Alteryx Designer Desktop Discussions

jdelaguila · ‎02-23-2021

Alteryx Community,

I have 50 Different files that I receive on a monthly basis that contain thousands of Name's and Address's.

Using a software it tells me all the duplicate records between all 50 Different Files based on Name and Address. The software creates a field called [DupeGroup] and every duplicate it finds it assigns a new number. So for example, If Joe Smith that lives in Washington DC is in 3 of the files it's puts a "1" in all 3 files in the [DupeGroup] field. The next duplicate bunch will get "2" and so on.

Which leaves me with something like this:

FILE#	DUPE GROUP
FILE 1	1
FILE 2	1
FILE 3	1
FILE 4	1
FILE 5	1
FILE 2	2
FILE 3	2
FILE 4	2
FILE 1	3
FILE 3	3
FILE 5	3

I'm trying to create a workflow that shows me how many times 1 file hit up against another file based on the [Dupe Group] field.

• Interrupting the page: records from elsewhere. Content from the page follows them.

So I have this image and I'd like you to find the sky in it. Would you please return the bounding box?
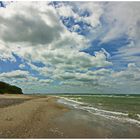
[0,1,140,94]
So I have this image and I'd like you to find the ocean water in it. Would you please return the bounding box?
[58,97,140,127]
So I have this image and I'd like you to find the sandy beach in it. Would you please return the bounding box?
[0,94,140,138]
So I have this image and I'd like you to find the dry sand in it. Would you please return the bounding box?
[0,95,140,138]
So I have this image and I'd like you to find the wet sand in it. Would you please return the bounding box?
[0,95,140,138]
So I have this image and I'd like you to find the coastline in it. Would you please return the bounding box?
[0,95,140,138]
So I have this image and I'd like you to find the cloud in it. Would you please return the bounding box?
[0,70,29,79]
[102,2,140,42]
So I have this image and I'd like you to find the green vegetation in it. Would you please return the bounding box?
[0,82,23,94]
[65,95,140,114]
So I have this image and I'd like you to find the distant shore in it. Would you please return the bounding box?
[0,94,140,138]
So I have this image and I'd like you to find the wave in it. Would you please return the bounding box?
[58,97,140,127]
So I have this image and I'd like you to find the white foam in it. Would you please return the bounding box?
[58,97,140,127]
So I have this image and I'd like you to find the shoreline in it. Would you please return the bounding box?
[0,95,140,138]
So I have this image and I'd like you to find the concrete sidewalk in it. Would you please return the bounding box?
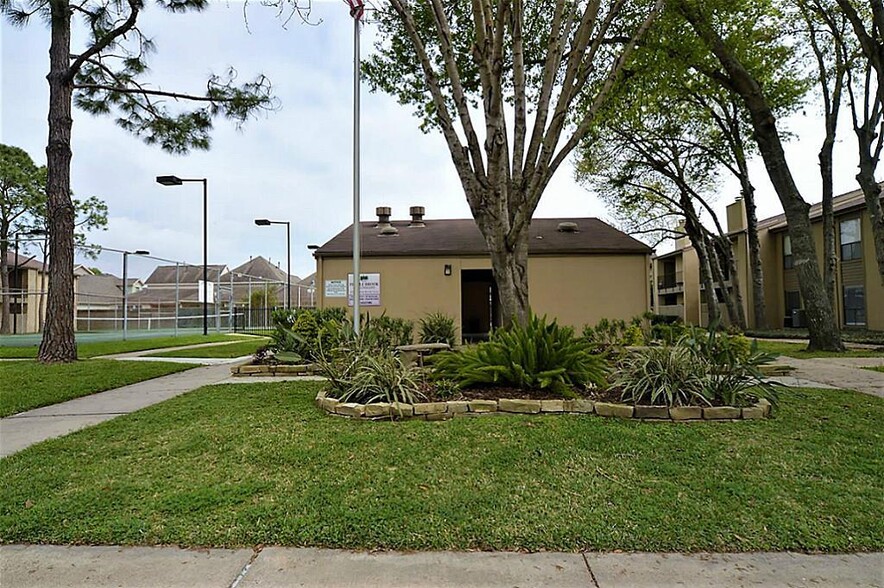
[0,545,884,588]
[777,356,884,398]
[0,360,231,458]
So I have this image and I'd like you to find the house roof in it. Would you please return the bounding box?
[221,255,300,284]
[129,284,200,306]
[6,251,48,271]
[314,218,651,257]
[144,265,227,286]
[76,274,123,303]
[758,182,884,231]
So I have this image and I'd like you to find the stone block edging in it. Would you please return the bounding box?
[316,391,771,422]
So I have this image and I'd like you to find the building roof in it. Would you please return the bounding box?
[315,218,651,257]
[6,251,48,271]
[221,255,300,284]
[76,274,123,304]
[129,284,203,306]
[144,265,227,287]
[758,182,884,231]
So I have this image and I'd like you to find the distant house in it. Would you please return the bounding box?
[74,265,144,331]
[129,264,227,310]
[221,255,301,306]
[314,207,652,339]
[652,184,884,330]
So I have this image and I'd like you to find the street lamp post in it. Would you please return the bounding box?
[157,176,209,335]
[255,218,292,310]
[123,249,150,341]
[347,0,365,335]
[9,229,49,335]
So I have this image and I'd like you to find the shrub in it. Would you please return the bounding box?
[583,316,647,349]
[316,333,422,404]
[616,325,777,406]
[615,346,711,406]
[419,312,457,347]
[433,314,607,394]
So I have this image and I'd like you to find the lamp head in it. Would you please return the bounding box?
[157,176,184,186]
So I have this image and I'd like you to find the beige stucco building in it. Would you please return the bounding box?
[652,190,884,330]
[4,252,48,334]
[314,207,651,339]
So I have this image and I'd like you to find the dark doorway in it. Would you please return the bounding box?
[460,270,499,343]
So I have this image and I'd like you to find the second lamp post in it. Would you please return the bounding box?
[157,176,209,335]
[255,218,292,310]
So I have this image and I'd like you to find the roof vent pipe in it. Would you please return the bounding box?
[408,206,427,227]
[374,206,393,229]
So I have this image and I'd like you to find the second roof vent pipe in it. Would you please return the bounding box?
[408,206,427,227]
[374,206,393,229]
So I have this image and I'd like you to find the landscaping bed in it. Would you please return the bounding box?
[316,392,771,421]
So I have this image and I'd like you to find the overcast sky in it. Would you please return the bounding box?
[0,1,872,284]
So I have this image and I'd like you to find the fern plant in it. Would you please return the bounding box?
[433,314,607,395]
[419,312,457,347]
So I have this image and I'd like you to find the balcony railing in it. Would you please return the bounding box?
[657,304,684,318]
[657,272,684,290]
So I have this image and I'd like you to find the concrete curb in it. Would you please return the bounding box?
[0,545,884,588]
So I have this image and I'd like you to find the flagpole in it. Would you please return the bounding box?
[347,0,365,335]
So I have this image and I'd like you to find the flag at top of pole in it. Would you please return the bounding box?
[344,0,365,20]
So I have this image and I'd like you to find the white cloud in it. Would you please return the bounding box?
[0,2,872,275]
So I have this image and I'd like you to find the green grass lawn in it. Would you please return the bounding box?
[150,338,270,358]
[757,339,884,359]
[0,359,195,417]
[0,382,884,552]
[0,334,251,359]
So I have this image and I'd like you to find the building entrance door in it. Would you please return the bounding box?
[460,270,499,343]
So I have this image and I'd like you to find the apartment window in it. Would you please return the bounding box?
[783,235,792,269]
[783,290,801,327]
[840,218,863,261]
[844,286,866,326]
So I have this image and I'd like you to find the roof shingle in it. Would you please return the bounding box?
[315,218,651,257]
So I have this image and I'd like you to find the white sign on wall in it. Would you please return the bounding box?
[347,274,381,306]
[196,280,215,304]
[325,280,347,298]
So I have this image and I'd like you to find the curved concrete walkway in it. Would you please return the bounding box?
[0,545,884,588]
[777,356,884,398]
[0,360,236,457]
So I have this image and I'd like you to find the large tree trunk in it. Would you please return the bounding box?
[732,112,767,329]
[710,236,746,330]
[685,219,721,324]
[676,2,844,351]
[38,0,77,362]
[480,225,530,327]
[0,224,12,335]
[856,156,884,284]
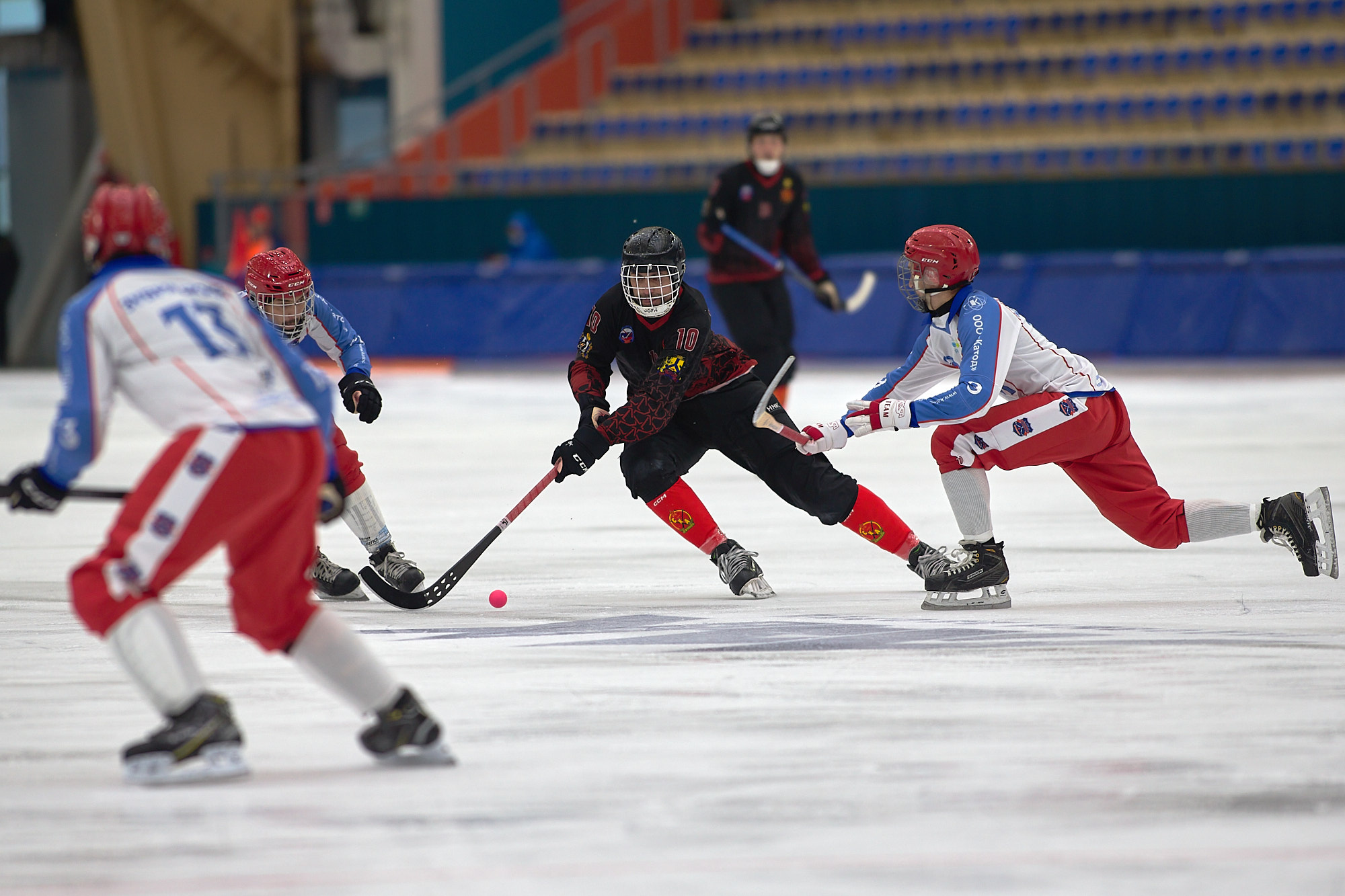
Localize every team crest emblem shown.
[149,512,178,538]
[659,355,686,379]
[187,451,215,477]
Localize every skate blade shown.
[920,585,1013,610]
[737,576,775,600]
[374,740,457,766]
[122,744,250,786]
[1303,486,1341,579]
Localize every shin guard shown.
[841,486,920,560]
[646,479,726,555]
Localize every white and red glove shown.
[845,398,915,436]
[796,419,850,455]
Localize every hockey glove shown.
[845,398,915,436]
[812,277,841,311]
[551,426,612,482]
[795,419,850,455]
[336,370,383,422]
[317,471,346,524]
[9,464,70,514]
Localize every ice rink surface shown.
[0,362,1345,896]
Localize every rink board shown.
[0,362,1345,895]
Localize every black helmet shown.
[621,227,686,317]
[748,112,790,142]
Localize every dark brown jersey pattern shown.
[569,284,756,445]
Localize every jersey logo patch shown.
[659,355,686,379]
[149,512,178,538]
[187,451,215,478]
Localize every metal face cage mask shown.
[621,265,685,317]
[247,284,313,343]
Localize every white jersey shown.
[44,257,331,482]
[865,286,1114,426]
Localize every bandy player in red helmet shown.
[9,184,452,783]
[800,225,1340,610]
[243,246,425,600]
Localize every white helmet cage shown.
[247,284,313,343]
[621,261,686,317]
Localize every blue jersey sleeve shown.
[911,292,1011,426]
[42,281,112,486]
[308,293,371,376]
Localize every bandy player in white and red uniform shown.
[243,246,425,600]
[1,184,452,783]
[800,225,1340,610]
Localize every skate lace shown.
[720,548,757,585]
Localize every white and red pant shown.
[70,427,325,650]
[929,391,1190,548]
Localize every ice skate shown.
[916,540,1011,610]
[121,694,247,784]
[369,542,425,592]
[308,551,366,600]
[1256,486,1340,579]
[710,538,775,600]
[359,688,457,766]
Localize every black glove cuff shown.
[574,423,612,460]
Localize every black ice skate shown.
[369,542,425,594]
[1256,486,1340,579]
[916,540,1011,610]
[308,551,369,600]
[121,694,247,784]
[359,688,457,766]
[710,538,775,600]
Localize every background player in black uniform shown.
[551,227,937,598]
[695,114,841,403]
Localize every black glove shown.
[9,464,70,514]
[551,423,612,482]
[336,370,383,422]
[317,470,346,524]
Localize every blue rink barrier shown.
[313,246,1345,359]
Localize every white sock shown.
[939,467,994,541]
[289,607,402,715]
[340,482,393,553]
[106,600,206,716]
[1184,498,1260,541]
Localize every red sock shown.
[841,486,920,560]
[644,479,726,553]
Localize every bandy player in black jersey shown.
[551,227,937,598]
[695,114,841,403]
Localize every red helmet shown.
[82,183,172,270]
[897,225,981,313]
[243,246,313,341]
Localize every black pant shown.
[710,277,796,384]
[621,374,859,526]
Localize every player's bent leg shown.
[289,608,456,766]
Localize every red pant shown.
[70,429,325,650]
[332,423,364,495]
[929,391,1190,548]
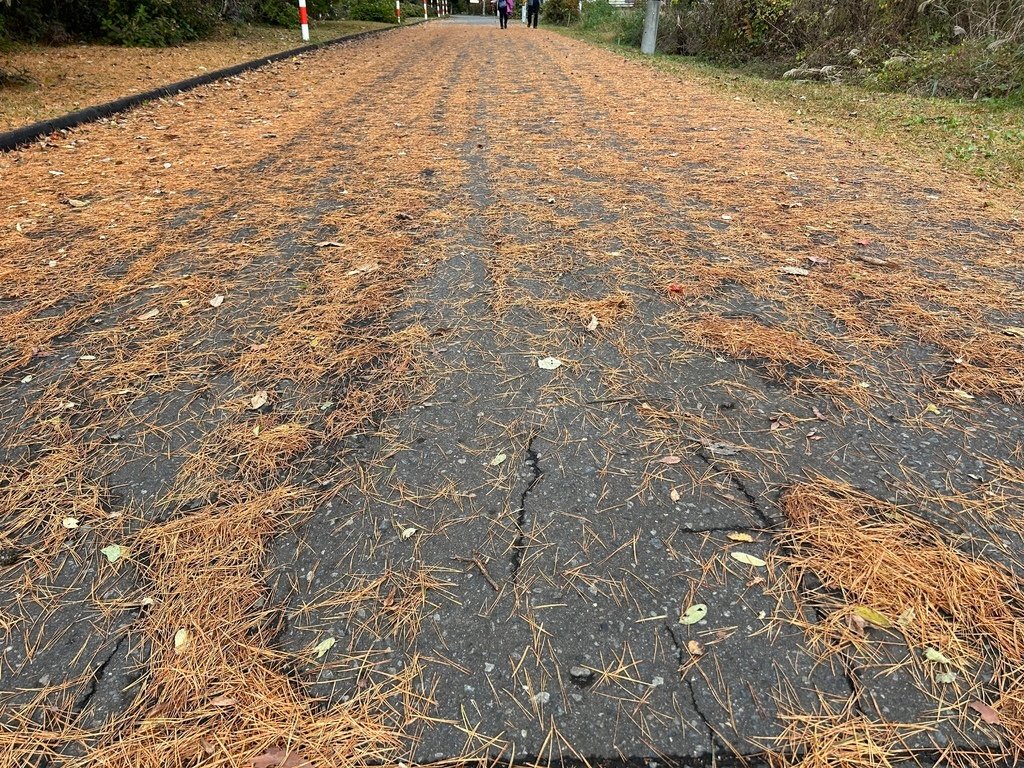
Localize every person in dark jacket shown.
[526,0,541,30]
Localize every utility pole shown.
[640,0,662,56]
[299,0,309,43]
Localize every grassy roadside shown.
[560,30,1024,187]
[0,22,390,130]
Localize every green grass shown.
[565,30,1024,187]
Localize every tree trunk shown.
[640,0,662,56]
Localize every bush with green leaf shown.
[541,0,580,27]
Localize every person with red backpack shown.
[526,0,541,30]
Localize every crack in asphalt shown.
[75,634,128,715]
[695,449,775,530]
[682,678,715,755]
[511,433,544,585]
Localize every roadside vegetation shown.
[561,0,1024,185]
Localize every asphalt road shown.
[0,17,1024,766]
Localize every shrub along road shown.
[0,23,1024,768]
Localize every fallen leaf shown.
[925,648,952,665]
[729,552,767,568]
[857,253,889,266]
[679,603,708,625]
[313,637,338,658]
[99,544,125,562]
[853,605,893,629]
[705,442,739,456]
[846,613,867,635]
[345,262,380,278]
[253,746,312,768]
[896,607,918,627]
[174,629,189,653]
[726,531,754,544]
[968,701,999,725]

So based on the above table the end result would be this:

FILE #	FILE 1	FILE 2	FILE 3	FILE 4	FILE 5
FILE 1	0	1	2	1	2
FILE 2	1	0	2	2	1
FILE 3	2	2	0	2	2
FILE 4	1	2	2	0	1
FILE 5	2	1	2	1	0

So using File 1 and File 5 as an example, you can see it knocked up against each other 2x - Once in the [Dupe Group]=1 and again in the [Dupe Group]=3.

Any recommendations on what tool to even begin to use to get this done? I've been racking my brain over this for the last couple of days and just can't seem to find a place to start.

Javier